Hajarnavis agreed that it was a challenge. “We do try for larger transactions; we’re not in a rush to deploy hundreds of millions of dollars of capital over a certain number of months. We don’t have a specific timeline — it’s a long-term business. We lived through this in China as well, where we started small and over time we evolved to write larger checks. We view this as a once-in-a-lifetime opportunity for the company, so we have to be patient.”

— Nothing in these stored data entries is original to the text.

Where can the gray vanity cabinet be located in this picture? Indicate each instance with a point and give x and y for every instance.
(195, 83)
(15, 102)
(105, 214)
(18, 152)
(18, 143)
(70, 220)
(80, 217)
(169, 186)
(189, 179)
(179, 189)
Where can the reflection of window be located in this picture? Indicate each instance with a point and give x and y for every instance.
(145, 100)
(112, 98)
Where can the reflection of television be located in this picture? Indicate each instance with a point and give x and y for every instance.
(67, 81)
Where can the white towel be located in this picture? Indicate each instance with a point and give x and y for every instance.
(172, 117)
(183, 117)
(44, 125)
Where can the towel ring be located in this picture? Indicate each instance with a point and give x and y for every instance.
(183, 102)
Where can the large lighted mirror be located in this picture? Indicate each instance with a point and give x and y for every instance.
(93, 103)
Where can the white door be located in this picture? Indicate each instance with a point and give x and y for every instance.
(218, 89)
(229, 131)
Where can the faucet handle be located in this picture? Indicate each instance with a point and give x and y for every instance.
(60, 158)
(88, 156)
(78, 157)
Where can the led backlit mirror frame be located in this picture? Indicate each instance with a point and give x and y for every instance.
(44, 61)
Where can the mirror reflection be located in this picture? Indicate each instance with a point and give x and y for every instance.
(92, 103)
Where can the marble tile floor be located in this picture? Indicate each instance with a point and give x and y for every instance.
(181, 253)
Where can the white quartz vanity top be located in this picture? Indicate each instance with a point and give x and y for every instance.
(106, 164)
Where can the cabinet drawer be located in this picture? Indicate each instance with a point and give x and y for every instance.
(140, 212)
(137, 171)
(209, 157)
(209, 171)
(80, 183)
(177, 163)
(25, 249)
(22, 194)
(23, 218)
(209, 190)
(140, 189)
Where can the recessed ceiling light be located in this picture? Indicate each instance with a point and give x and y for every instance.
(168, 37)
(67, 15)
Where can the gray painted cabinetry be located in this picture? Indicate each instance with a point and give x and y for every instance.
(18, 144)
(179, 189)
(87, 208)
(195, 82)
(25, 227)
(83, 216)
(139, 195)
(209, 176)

Hajarnavis admitted that there was some pressure from limited partners, who wanted India exposure. “If we didn’t have a presence there, the question would be asked — why are we not there? As with any other sector, we have to localize our product — private equity — for the Indian market. There may not be a lot of leveraged buyout opportunities, but there are lots of other growth capital opportunities over the next few years. We want long-term relationships with these companies. Goldman Sachs also has had the strategy of following its clients — we see where they have gone. Every large client of Goldman has an interest and a presence in India. That creates a reason for us to be there also.”

Governance structures are important, but hard to influence, the panelists noted. “We have very little influence, so you have to do the homework before getting in,” said Pandit. “You see either a structure of command-and-control or where people genuinely are bettering themselves and building institutions. It’s hard to change it once you’re in there.” Issues around hiring, where to take the business, how much risk to take — all of these are important, he noted. “Ultimately the bet you make is on the top management team. You can’t spend lots of time on all these issues if you have a lot of deals.”

What Value Does a Firm Add?

Dubash, who was previously CFO at leading BPO firm WNS Global Services, gave the panel the perspective of the other side, recounting what Warburg Pincus (WNS’ majority shareholder) had brought to the table. “The biggest value addition they brought was a team of people to facilitate a capture, and then they built a world-class team around that. Also, whenever we did an acquisition, we had access to their entire team’s expertise in a particular area. When we wanted to open an office in Romania, we put our neck on the line and took a cut in variable pay, and the firm supported us.”

Pandit added that firms typically could add value in three areas. “One is the management team, of course. Second, alliances can add value — bringing new technology, customers, sourcing and revenue. Third would be the complementarities — other companies in the portfolio that we are aware of. We see things on the horizon that a company may not. And we can provide funding to make things happen.”

“We all strive to be a sounding board for CEOs; we want them to think of us as their business partner,” noted Hajarnavis. “I’d like them to reach out to us. That’s what we’re there for, and when we can add value. If I know what problem the company management is trying to solve, I can put the resources of our company at their disposal.”

Do the Sweet Deals Still Exist?

Even a few years ago, proprietary deals were sometimes possible, noted Rajan. When asked about the current environment, the panelists said it would be tough to find any advantage these days. “In a hot capital market, competition is inevitable,” said Pandit. “The advantage that any private equity firm has is its relationships. We have a track record of supporting companies, so it sometimes allows us to get a leg up, to have the opportunity to look at a deal.”

Hajarnavis noted that Indian entrepreneurs were sophisticated when it comes to understanding the value of their business. “Given the culture of negotiation, they always want to find the best deal,” he said. “It’s our responsibility to explain to them our tangible value-added. We may get privileged access for a short period of time or maybe one extra meeting that helps us come up with the right judgment, but really, there’s no friends-and-family discount out there.”

“We’re new to the market in the PE practice,” added Dubash, “but the relationships I’ve developed for 20 years are good, so deal flow has not been an issue. You do get some privileges, but you at least have to be in the range in terms of pricing.”